例えば今、わたしがいる教室。快適な温度と湿度をもたらしてくれる冷房の運転音だけがかすかに耳に届いて、時折耳鳴りのように頭の奥がうずいている。ここは夏なんかじゃない。窓の外の太陽も緑も蝉も幻だ。二重窓は外の音一切を遮断する。誰かが中庭を駆けて行ってもわたしには何も聞こえない。この世界に、今まさに一人ぼっちの気分だった。
全部全部、嘘に違いない。
こういう考えに一度とらわれるともうどうしようもなくなって、シャープペンシルを投げ出す。ノートの真ん中、綴じ目にきちんと放り出された黄緑色のそれを見ていると泣きたくなった。

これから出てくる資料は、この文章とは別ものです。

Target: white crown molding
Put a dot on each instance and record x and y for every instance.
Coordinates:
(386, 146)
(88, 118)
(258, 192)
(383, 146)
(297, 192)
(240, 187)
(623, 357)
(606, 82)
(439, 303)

受験が嫌とか、適当な理由をつけてこの気持ちを説明したい。わたしがどうしてこんなふうになっているかなんて、世界中の誰にも知られたくなかった。
窓ガラスに額をつけて、目を閉じる。
生ぬるい温度が気持ち悪いのに、わたしはそうすることをやめられなかった。もう一枚外側のガラスはきっともっと熱いんだろう。想像はできるし触れることもできる。でもわたしはそれを、しない。
全部全部、嘘だったらいいのに。
§
初夏の頃からわたしは健司を避けていた。
翔陽が負けてしまったあの試合を、わたしもあの場でずっと見ていた。
負けるなんて思ってもみなかった。それはわたしや、翔陽のバスケ部以外の生徒に限ったことじゃなかったと思う。負けるなんて、健司は思っていなかっただろう。負けるつもりなんて毛頭なかったに違いない。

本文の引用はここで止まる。